Déçu mais pas abattu, plus convaincu que jamais que les Wallons ne peuvent compter que sur eux-mêmes pour redresser leur économie et dessiner un avenir social meilleur, André Renard crée, en février, le Mouvement Populaire Wallon (MPW) pour lequel le fédéralisme est la seule voie pour réaliser les réformes de structure et donner un essor renouvelé à la Wallonie. Parmi les pères fondateurs du MPW – avant que le PSB ne décrète l’incompatibilité de la double affiliation PSB-MPW) – on retrouve Freddy Terwagne, qui sera l’un des artisans de la réforme institutionnelle de 1970, et Jacques Yerna. André Renard consacre les derniers mois de sa vie à la croissance du MPW. Il meurt le 20 juillet 1962. Un an plus tard, le MPW recueille 650.000 signatures en faveur du fédéralisme.

C’est à ce moment que le Mouvement flamand, dans la foulée du succès électoral de la Volksunie (qui passe de 1 à 5 députés des élections de 1958 à celles de 1961)  relève la tête et organise les premières marches flamandes sur Bruxelles.

La Belgique est définitivement fissurée et le gouvernement Lefèvre entend résoudre le contentieux Flamands-Wallons. Comme par hasard, toujours ou presque, au bénéfice de la Flandre : fixation de la frontière linguistique, parfois au mépris de la volonté de la population, recensement sans volet linguistique, qui aurait révélé la progression du français en périphérie bruxelloise, transfert des Fourons de la province de Liège à celle du Limbourg…

Mais faut-il s’en étonner quand le Premier ministre déclare « qu’on rentre dans les Wallons comme dans du beurre ».

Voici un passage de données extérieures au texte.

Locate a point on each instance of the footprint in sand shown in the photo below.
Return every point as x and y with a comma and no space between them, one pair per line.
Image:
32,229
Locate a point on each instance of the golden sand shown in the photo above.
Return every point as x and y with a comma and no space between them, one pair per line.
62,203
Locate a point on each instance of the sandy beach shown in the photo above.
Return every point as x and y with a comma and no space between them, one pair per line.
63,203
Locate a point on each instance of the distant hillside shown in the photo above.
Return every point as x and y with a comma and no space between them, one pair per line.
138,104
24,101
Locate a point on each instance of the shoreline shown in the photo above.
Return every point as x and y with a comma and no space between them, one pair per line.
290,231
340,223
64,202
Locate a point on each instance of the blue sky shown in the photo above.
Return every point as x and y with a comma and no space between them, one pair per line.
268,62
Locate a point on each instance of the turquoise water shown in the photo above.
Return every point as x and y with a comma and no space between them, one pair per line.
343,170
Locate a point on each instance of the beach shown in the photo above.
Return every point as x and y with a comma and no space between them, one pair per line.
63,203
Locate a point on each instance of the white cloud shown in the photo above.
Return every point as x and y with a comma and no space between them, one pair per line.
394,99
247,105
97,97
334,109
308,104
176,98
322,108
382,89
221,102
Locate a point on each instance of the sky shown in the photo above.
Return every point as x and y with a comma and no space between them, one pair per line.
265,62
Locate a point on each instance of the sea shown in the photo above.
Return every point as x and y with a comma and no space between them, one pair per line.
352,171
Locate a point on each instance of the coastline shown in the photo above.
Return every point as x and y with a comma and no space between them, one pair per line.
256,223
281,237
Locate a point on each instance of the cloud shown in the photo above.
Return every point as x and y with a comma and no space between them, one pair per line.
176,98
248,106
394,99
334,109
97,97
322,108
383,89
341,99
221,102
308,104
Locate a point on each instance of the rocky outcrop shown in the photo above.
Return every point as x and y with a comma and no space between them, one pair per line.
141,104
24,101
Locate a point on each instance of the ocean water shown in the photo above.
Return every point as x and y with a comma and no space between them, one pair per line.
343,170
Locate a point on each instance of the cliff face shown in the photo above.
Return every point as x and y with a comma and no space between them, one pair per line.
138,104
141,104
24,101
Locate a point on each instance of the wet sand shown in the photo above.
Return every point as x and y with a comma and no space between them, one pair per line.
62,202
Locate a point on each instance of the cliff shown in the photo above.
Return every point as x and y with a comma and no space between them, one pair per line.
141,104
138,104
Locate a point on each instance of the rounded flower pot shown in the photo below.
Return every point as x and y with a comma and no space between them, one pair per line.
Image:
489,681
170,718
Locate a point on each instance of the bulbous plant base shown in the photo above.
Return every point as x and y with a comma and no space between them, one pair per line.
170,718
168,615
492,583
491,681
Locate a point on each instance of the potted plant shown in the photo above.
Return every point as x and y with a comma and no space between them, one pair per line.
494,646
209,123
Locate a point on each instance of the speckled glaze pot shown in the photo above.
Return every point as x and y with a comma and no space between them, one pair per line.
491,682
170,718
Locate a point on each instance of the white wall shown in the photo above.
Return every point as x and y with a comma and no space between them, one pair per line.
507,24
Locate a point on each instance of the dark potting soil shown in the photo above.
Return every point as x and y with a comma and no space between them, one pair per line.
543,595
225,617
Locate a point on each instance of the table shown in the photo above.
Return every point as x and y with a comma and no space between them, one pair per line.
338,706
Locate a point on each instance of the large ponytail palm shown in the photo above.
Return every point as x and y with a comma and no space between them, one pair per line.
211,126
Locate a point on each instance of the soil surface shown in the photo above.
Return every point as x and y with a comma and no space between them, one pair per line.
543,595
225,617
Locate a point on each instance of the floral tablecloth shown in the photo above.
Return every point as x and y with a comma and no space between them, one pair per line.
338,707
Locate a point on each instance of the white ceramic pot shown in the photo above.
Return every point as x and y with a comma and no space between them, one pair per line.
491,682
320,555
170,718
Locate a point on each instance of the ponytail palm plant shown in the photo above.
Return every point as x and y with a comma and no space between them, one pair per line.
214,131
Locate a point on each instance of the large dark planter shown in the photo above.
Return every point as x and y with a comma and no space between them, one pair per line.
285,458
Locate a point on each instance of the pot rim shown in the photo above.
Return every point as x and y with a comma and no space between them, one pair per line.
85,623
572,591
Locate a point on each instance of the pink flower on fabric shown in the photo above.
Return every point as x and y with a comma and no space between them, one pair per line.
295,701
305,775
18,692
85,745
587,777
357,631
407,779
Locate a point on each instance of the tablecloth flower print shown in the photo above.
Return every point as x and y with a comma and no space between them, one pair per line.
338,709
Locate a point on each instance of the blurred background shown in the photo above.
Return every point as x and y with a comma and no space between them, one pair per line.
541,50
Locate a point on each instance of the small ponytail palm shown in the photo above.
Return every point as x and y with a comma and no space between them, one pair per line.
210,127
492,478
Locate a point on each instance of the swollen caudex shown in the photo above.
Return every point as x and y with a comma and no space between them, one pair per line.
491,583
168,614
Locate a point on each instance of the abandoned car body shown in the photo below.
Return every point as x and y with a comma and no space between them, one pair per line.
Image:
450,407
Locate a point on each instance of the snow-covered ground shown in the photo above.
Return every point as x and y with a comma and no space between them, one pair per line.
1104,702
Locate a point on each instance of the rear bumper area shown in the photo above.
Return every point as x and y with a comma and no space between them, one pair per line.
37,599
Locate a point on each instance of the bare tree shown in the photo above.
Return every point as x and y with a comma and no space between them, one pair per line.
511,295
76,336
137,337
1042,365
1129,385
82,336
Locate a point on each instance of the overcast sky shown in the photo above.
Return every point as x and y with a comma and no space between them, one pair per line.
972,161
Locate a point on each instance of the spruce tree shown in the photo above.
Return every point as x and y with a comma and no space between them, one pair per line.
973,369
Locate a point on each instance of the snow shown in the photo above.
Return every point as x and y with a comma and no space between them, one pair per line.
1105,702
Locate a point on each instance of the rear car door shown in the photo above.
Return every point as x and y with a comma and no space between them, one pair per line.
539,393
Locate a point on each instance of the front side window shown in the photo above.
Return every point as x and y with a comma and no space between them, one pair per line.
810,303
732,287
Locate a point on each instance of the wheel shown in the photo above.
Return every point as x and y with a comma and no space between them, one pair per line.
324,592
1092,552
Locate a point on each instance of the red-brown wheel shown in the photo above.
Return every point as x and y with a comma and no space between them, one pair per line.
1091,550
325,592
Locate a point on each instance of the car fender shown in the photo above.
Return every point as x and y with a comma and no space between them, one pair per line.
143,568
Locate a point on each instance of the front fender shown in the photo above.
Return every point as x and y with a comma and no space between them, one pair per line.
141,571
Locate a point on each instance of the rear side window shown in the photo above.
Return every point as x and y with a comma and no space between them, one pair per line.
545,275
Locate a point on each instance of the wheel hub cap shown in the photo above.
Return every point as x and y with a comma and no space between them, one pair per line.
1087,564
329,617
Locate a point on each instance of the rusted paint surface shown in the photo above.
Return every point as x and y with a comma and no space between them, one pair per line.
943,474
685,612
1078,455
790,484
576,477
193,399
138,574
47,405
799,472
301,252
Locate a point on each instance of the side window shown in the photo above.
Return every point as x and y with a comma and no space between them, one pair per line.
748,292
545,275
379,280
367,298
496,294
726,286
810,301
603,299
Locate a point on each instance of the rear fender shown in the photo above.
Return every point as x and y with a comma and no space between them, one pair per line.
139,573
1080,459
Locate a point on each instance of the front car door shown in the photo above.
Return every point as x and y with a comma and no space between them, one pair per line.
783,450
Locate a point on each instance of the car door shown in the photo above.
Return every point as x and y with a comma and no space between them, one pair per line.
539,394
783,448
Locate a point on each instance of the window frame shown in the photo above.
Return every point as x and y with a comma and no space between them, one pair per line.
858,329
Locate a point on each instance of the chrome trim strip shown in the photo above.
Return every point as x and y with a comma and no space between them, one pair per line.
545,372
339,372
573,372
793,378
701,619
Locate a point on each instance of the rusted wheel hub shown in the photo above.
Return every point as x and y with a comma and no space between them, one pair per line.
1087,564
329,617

En 1962, comme pour donner raison à cette appréciation peu flatteuse du Gantois Théo Lefèvre à propos des Wallons, les actionnaires de la sidérurgie wallonne financent la création de la sidérurgie flamande. Ainsi naît, en 1962, à Gand (!), sous la houlette anti-wallonne de la Société générale de Belgique, Sidmar (Sidérurgie maritime, en français dans le texte), outil tout beau tout neuf, alors que les sites historiques wallons deviennent tout doucement dépassés.

Le tandem Lefèvre-Spaak prépare une révision de la Constitution qui capote et il faudra attendre 1970 pour qu’une telle révision aboutisse. Il y aura eu, entre temps, la création du FDF et du Rassemblement wallon, qui joueront un rôle direct – sous leurs propres couleurs – et indirect – par imprégnation des autres partis – dans le processus de réforme de l’État. Et il y aura aussi, sinon surtout, la scission de la famille politique catholique en deux partis distincts : PSC au sud et CVP au nord qui adopte et développe désormais sa vision flamando-flamande du fédéralisme.

Pas sûr alors que tous les responsables politiques wallons aient pris conscience des problèmes économiques graves que rencontrait la Wallonie et que soulevait la grève de 60. On entame alors les golden sixties et la concertation sociale fonctionne bien. En réalité, la Wallonie perd dix ans pour réagir et redresser son économie. Un retard que nous avons trainé comme un boulet des décennies durant.